Преображенский евгений алексеевич

Преображенский Е. А.

(1886—1937; автобиография). — Родился я в гор. Болхове Орловской губ., в семье священника. Очень рано научился читать и уже в 4 года читал рассказы в азбуке Толстого. В детстве был очень религиозен. Много времени проводил на колокольне тех двух церквей, где служил отец: ловил голубей, разорял гнезда ворон и недурно звонил в маленькие колокола. Из социальных чувств, пробудившихся у меня очень рано, было отвращение к материальному неравенству. Когда мне было лет 8, я, помню, демонстративно выбросил матери купленные для пасхи новые сапоги на том основании, что мой приятель детских игр, Мишка Успенский, сын сапожника, должен был из бедности надеть на пасху рваные сапоги. Сначала я учился в частной школе моего отца; потом перед поступлением в гимназию прошел два класса болховского городского училища. Первые два-три года в орловской гимназии учился хорошо, был вторым учеником, но потом потерял интерес к гимназическим наукам, потому что увлекался чтением газет, журналов либерально-народнического направления, романов наших классиков и учебников истории. На четырнадцатому году самостоятельно пришел к убеждению, что бога не существует, и с этого момента началась у меня упорная борьба внутри семьи против посещения церкви и прочих религиозных обрядов. Это отвращение к религии еще более укреплялось благодаря тому, что я наблюдал всю религиозную кухню с ее закулисной стороны собственными глазами. Мои атеистические воззрения еще более укрепились, когда я прочитал два тома "Истории культуры" Кольба. Это поверхностное произведение оказало на меня столь сильное влияние именно потому, что автор последовательно разоблачает все религиозные суеверия и религиозное невежество, не умея, впрочем, понять их исторической закономерности. Последнее, однако, было для моего тогдашнего развития скорей плюсом, а не минусом. Меня интересовало тогда не столько объяснение религии, сколько ее абсолютное отрицание.

Прежде чем в мои руки попало первое подпольное произведение, я был уже достаточно радикально настроен под влиянием чтения "Русского Богатства", "Русских Ведомостей", "Отечественных Записок", Салтыкова-Щедрина и особенно Добролюбова и Писарева. С другой стороны, во время каникул я постоянно наблюдал в деревнях Болховского, Мценского и Брянского уездов, где часто проводил каникулы, бедственное положение, нищету и забитость крестьянства.

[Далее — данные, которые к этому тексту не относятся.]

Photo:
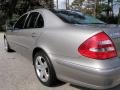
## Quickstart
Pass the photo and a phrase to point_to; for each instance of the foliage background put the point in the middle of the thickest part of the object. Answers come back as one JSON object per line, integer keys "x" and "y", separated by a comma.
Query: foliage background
{"x": 102, "y": 9}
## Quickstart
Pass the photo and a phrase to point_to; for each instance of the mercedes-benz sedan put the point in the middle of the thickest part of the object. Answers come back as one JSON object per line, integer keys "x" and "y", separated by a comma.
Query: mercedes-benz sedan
{"x": 69, "y": 46}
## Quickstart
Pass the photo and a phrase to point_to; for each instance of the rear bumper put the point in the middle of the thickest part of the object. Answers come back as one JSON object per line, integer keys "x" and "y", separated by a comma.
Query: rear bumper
{"x": 89, "y": 77}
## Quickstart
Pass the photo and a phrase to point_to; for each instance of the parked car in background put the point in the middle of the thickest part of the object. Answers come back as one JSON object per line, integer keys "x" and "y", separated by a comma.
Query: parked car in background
{"x": 69, "y": 46}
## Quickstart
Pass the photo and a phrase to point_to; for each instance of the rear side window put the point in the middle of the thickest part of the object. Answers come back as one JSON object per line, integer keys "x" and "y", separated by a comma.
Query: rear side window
{"x": 32, "y": 20}
{"x": 40, "y": 22}
{"x": 20, "y": 22}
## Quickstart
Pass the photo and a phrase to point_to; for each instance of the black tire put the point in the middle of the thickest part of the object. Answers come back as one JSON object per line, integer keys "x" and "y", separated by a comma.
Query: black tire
{"x": 52, "y": 77}
{"x": 6, "y": 45}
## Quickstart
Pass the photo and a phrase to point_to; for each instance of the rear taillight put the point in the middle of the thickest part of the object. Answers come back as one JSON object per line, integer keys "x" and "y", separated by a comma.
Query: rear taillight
{"x": 100, "y": 47}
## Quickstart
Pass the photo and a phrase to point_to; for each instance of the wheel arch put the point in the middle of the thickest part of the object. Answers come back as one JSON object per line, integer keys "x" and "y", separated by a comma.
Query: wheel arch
{"x": 39, "y": 49}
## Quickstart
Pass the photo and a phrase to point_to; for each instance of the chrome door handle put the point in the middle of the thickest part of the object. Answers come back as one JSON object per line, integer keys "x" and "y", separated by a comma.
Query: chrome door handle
{"x": 34, "y": 35}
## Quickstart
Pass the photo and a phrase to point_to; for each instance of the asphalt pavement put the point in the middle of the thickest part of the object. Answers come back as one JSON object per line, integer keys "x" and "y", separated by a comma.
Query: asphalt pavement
{"x": 17, "y": 73}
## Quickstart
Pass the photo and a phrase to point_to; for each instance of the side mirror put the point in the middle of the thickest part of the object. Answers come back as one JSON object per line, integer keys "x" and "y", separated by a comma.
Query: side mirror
{"x": 9, "y": 26}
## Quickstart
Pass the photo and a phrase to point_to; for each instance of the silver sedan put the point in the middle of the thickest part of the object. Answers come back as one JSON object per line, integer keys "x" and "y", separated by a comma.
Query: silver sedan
{"x": 69, "y": 46}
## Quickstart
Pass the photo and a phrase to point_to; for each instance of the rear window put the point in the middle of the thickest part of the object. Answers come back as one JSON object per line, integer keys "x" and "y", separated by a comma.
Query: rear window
{"x": 75, "y": 17}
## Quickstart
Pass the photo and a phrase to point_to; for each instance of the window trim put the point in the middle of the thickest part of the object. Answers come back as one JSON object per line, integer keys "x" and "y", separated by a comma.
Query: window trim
{"x": 19, "y": 19}
{"x": 37, "y": 20}
{"x": 29, "y": 20}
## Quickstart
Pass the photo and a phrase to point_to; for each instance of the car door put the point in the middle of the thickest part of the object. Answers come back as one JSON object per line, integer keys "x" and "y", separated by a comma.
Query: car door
{"x": 30, "y": 33}
{"x": 13, "y": 34}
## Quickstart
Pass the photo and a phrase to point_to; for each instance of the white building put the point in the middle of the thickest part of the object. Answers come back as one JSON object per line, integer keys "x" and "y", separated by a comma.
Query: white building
{"x": 62, "y": 3}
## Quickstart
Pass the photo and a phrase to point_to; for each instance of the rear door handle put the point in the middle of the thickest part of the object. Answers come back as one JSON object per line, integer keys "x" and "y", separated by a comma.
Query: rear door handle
{"x": 34, "y": 35}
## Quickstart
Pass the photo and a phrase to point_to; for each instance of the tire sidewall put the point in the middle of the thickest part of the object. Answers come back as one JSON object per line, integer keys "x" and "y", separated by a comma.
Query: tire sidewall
{"x": 52, "y": 76}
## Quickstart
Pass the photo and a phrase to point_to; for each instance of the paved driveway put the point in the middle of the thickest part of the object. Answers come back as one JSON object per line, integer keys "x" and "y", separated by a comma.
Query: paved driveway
{"x": 17, "y": 73}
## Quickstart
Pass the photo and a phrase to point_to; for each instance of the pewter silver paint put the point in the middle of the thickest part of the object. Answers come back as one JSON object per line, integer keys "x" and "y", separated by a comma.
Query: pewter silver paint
{"x": 61, "y": 41}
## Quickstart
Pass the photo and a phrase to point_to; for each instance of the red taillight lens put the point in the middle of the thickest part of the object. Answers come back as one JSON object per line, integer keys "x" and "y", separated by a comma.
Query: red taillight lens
{"x": 99, "y": 46}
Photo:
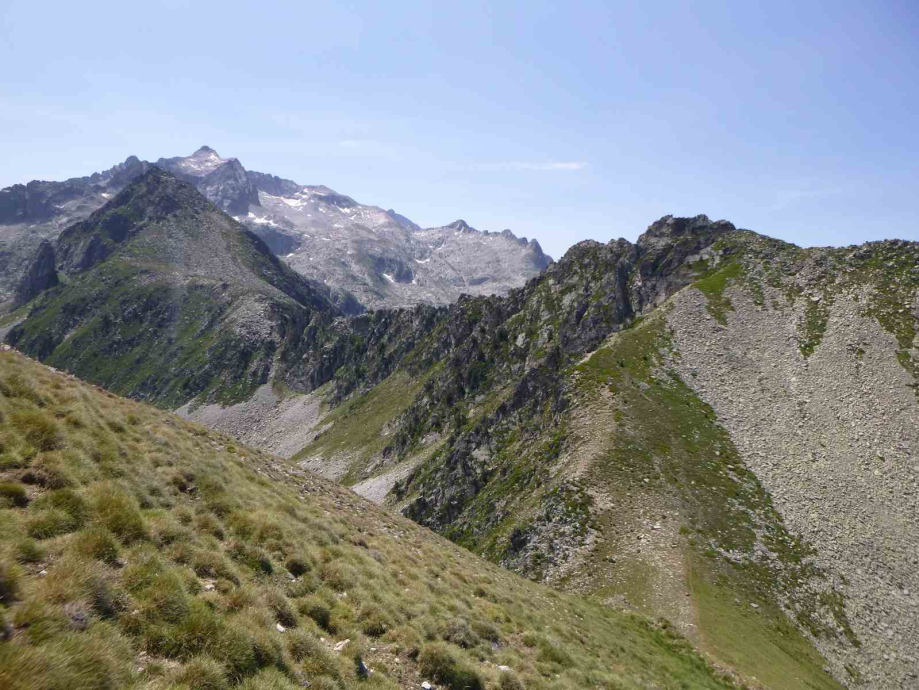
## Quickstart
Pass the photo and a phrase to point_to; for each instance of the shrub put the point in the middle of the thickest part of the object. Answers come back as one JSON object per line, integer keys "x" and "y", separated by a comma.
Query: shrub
{"x": 10, "y": 578}
{"x": 68, "y": 501}
{"x": 74, "y": 661}
{"x": 29, "y": 551}
{"x": 297, "y": 566}
{"x": 209, "y": 524}
{"x": 97, "y": 543}
{"x": 252, "y": 556}
{"x": 202, "y": 673}
{"x": 457, "y": 631}
{"x": 553, "y": 654}
{"x": 443, "y": 665}
{"x": 50, "y": 522}
{"x": 40, "y": 621}
{"x": 50, "y": 471}
{"x": 374, "y": 622}
{"x": 269, "y": 679}
{"x": 117, "y": 510}
{"x": 165, "y": 599}
{"x": 338, "y": 576}
{"x": 315, "y": 658}
{"x": 38, "y": 429}
{"x": 281, "y": 608}
{"x": 316, "y": 609}
{"x": 509, "y": 681}
{"x": 13, "y": 495}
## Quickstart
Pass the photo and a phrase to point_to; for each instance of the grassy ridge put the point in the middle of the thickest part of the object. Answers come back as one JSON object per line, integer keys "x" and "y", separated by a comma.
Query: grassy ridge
{"x": 139, "y": 550}
{"x": 668, "y": 447}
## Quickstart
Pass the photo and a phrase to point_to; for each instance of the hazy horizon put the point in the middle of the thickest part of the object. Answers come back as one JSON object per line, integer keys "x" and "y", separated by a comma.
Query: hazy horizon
{"x": 561, "y": 124}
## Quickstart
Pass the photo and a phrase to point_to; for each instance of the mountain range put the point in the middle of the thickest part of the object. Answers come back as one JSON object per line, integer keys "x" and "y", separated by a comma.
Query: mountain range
{"x": 706, "y": 427}
{"x": 368, "y": 257}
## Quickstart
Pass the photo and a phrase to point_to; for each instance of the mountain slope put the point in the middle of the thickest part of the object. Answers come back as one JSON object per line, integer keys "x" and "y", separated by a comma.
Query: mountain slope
{"x": 166, "y": 298}
{"x": 379, "y": 256}
{"x": 39, "y": 211}
{"x": 642, "y": 422}
{"x": 139, "y": 550}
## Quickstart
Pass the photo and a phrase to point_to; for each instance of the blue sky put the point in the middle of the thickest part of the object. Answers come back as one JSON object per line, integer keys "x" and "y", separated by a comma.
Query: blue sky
{"x": 561, "y": 121}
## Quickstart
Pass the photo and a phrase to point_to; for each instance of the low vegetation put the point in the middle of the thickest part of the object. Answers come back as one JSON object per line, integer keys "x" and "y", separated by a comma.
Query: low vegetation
{"x": 139, "y": 550}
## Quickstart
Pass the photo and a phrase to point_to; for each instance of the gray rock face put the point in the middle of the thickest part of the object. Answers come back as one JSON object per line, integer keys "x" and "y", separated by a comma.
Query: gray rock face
{"x": 833, "y": 438}
{"x": 381, "y": 257}
{"x": 40, "y": 210}
{"x": 361, "y": 253}
{"x": 222, "y": 180}
{"x": 40, "y": 276}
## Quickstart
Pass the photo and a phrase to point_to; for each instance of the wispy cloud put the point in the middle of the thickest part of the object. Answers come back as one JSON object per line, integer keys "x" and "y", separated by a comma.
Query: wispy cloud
{"x": 789, "y": 197}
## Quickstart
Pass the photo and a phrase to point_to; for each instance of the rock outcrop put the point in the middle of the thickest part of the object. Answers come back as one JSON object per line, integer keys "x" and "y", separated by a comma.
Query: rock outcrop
{"x": 40, "y": 276}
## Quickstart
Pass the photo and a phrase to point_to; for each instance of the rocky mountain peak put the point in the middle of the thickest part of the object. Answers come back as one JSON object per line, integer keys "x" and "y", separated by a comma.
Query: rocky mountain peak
{"x": 460, "y": 226}
{"x": 670, "y": 230}
{"x": 40, "y": 276}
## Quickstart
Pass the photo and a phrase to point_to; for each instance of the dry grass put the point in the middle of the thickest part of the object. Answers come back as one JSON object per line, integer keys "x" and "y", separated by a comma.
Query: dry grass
{"x": 141, "y": 551}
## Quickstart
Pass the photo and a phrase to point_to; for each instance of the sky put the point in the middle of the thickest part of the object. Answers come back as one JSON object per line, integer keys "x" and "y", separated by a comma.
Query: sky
{"x": 560, "y": 121}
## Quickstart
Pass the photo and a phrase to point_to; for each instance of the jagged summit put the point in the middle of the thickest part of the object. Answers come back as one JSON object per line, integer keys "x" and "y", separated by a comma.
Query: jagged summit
{"x": 380, "y": 257}
{"x": 670, "y": 230}
{"x": 167, "y": 297}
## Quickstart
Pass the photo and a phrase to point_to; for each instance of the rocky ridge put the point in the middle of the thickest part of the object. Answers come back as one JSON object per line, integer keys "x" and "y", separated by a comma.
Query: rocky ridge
{"x": 165, "y": 297}
{"x": 367, "y": 257}
{"x": 525, "y": 454}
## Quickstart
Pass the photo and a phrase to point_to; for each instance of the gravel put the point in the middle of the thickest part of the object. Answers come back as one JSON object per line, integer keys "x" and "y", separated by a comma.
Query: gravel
{"x": 834, "y": 439}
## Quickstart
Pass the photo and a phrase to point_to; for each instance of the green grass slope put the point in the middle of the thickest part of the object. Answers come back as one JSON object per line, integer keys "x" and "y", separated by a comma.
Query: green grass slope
{"x": 141, "y": 551}
{"x": 165, "y": 298}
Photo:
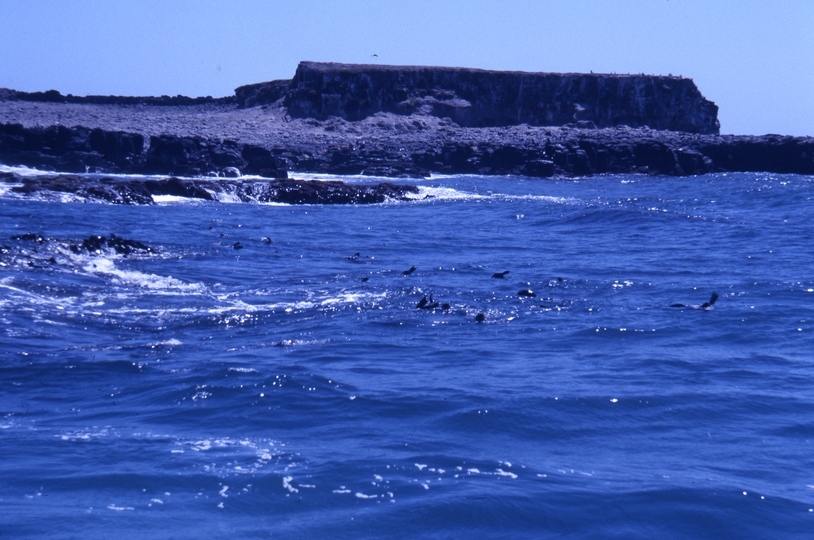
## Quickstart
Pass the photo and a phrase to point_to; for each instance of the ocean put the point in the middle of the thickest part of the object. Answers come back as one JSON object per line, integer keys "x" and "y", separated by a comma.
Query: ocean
{"x": 264, "y": 370}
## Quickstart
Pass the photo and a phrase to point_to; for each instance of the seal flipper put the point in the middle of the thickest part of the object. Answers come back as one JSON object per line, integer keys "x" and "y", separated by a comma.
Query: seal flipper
{"x": 712, "y": 299}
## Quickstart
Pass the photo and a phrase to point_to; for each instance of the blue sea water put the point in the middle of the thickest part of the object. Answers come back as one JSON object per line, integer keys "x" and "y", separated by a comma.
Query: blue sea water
{"x": 202, "y": 390}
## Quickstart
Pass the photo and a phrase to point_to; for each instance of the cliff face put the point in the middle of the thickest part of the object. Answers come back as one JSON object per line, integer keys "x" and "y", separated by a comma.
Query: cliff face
{"x": 479, "y": 98}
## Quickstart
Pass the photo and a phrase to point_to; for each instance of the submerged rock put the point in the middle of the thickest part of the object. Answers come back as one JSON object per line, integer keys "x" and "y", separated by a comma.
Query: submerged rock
{"x": 136, "y": 191}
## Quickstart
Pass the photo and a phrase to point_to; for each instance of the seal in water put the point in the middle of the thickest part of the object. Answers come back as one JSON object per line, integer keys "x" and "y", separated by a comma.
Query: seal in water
{"x": 704, "y": 306}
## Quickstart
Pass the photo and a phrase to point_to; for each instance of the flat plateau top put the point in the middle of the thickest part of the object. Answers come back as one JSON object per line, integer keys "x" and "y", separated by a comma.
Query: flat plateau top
{"x": 361, "y": 68}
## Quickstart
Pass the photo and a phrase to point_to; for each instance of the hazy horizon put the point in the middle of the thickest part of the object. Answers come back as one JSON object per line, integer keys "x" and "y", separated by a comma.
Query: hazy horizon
{"x": 754, "y": 60}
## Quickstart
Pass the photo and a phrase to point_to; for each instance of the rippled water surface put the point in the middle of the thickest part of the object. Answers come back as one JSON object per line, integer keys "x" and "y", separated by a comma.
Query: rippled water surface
{"x": 292, "y": 388}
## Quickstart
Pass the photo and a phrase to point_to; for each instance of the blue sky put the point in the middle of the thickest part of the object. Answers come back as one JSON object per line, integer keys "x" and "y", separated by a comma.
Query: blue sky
{"x": 755, "y": 59}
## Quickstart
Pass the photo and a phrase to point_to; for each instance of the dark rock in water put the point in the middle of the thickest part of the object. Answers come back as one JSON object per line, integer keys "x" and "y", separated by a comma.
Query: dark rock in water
{"x": 480, "y": 98}
{"x": 30, "y": 237}
{"x": 136, "y": 191}
{"x": 94, "y": 244}
{"x": 68, "y": 149}
{"x": 259, "y": 161}
{"x": 79, "y": 149}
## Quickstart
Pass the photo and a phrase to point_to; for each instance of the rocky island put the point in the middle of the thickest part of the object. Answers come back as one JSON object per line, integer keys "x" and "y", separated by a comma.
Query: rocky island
{"x": 396, "y": 121}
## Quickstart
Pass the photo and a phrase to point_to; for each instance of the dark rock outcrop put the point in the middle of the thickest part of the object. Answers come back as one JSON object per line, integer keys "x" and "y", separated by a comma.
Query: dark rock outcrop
{"x": 79, "y": 149}
{"x": 135, "y": 191}
{"x": 480, "y": 98}
{"x": 571, "y": 152}
{"x": 69, "y": 149}
{"x": 53, "y": 96}
{"x": 253, "y": 95}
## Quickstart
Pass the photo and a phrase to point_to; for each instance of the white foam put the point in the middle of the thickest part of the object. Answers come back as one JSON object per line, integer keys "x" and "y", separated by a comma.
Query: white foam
{"x": 501, "y": 472}
{"x": 106, "y": 266}
{"x": 287, "y": 484}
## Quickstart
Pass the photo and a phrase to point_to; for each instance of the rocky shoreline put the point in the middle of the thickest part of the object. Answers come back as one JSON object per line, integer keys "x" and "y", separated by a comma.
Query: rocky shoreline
{"x": 254, "y": 133}
{"x": 140, "y": 191}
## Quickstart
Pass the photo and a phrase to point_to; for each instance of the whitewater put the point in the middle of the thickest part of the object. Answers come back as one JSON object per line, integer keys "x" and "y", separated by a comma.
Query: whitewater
{"x": 264, "y": 369}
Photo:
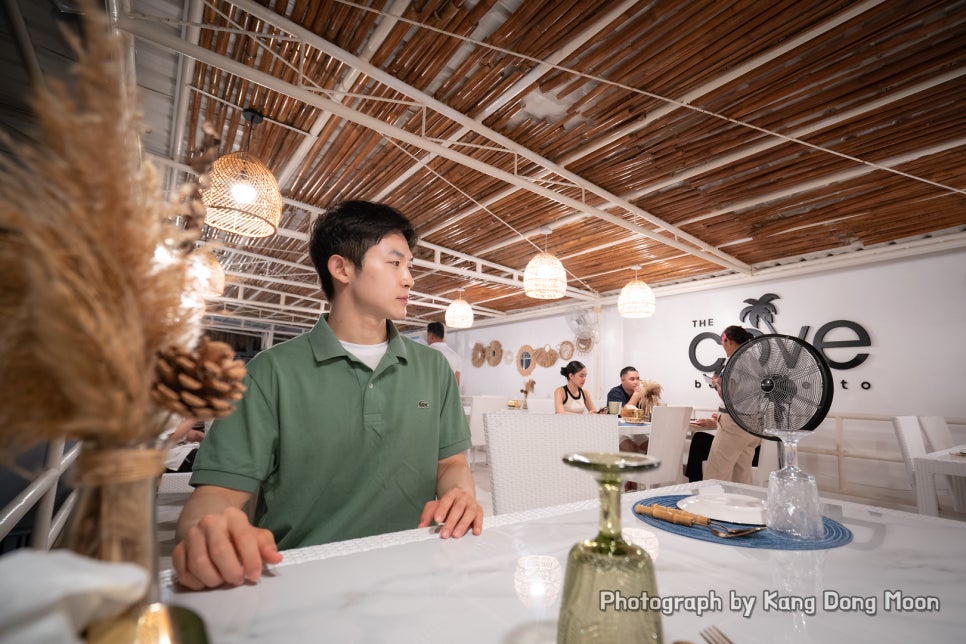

Когда я был в пятом классе гимназии, мне впервые попала в руки кое-какая нелегальная литература. Из этих первых произведений вспоминаю отпечатанный на гектографе фельетон Амфитеатрова "Господа Обмановы", перед этим напечатанный в газете "Россия", прокламацию революционного комитета студентов Екатериносл. Горного института, описание избиения студентов казаками и несколько революционных стихотворений, как "Марсельеза", "Дубинушка", "Смело, друзья, не теряйте" и т. д. Как сейчас, вспоминаю один очень важный момент из своей биографии. Дело было летом, когда я приехал на каникулы домой в Болхово, забрался в самый темный угол нашего сада, где за баней была расположена маленькая лавочка в кустах сирени, и начал перечитывать все мое нелегальное достояние как старое, так и вновь полученное, в том числе рукописную тетрадь с различными студенческими прокламациями, юмористическими и лирическими стихами, а также с некоторыми фактами из революционной хроники. В определенный момент передо мной встал во всем объеме чисто практический вопрос: что же делать. Согласен ли я стать в ряды революционеров, со всеми вытекающими отсюда последствиями, как исключение из гимназии, разрыв с семьей, тюрьма, ссылка и т. д. И вот здесь-то я принял решение и твердо сказал себе: да, я перехожу в ряды революционеров, чтобы ни случилось.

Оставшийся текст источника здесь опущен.